The Northern Miner, first published in 1915, during the Cobalt Silver Rush, is considered Canada’s leading authority on the mining industry.
Post-apartheid South Africa has provided duelling optimists and pessimists with plenty of fodder to back up their long-standing positions. There have been unabashed triumphs — such as the country’s avoidance of Zimbabwe-style de-evolution, and its wonderful job hosting the World Cup — bumping right up against major societal obstacles, such as the flood of truly appalling violent crime, and the intractability of the nation’s simmering racial, class and tribal divides.
The strikes this year in the country’s platinum and gold mines, and particularly the recently settled strike at Lonmin’s Marikana platinum mine near Rustenburg, are once again causing miners and investors around the world to pause and wonder what’s next for South Africa’s mining sector, which accounts for a fifth of the country’s gross domestic product.

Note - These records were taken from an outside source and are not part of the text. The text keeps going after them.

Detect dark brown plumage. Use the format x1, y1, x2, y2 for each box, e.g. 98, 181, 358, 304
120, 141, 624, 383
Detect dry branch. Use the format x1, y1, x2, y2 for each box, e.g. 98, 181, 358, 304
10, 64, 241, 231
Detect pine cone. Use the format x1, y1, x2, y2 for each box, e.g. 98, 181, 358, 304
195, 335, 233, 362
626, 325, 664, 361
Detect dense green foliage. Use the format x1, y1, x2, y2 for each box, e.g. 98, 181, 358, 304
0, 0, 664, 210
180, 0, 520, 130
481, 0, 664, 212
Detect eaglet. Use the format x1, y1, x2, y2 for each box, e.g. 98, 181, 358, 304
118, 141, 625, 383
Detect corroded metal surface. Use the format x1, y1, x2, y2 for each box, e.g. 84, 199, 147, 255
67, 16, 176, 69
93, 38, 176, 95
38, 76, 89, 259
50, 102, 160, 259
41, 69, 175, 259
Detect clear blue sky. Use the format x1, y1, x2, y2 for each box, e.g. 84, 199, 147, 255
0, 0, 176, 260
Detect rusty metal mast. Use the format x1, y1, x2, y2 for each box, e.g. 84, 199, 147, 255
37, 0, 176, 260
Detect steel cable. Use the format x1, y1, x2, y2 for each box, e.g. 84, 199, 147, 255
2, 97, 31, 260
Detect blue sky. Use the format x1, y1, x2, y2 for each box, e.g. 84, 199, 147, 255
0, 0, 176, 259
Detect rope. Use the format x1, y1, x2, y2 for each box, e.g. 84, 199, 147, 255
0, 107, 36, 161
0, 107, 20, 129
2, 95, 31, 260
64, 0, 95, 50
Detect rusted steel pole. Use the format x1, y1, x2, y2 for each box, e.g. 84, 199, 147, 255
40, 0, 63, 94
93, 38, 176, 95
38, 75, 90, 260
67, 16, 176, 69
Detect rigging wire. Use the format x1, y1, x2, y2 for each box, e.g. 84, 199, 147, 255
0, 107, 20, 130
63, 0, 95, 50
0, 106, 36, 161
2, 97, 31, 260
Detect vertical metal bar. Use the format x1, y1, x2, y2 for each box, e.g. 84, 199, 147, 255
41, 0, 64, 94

The 46-person death toll during the now-settled Marikana strike made headlines around the world, as it echoed some of the worst political violence of the apartheid era. As has been detailed in this and past issues, on Aug. 16, what appear on video to be trigger happy police — both black and white — opened fire with automatic weapons on a group of 3,000 strikers that had refused orders to disperse, killing 34 workers and wounding another 78. Some 270 strikers were arrested.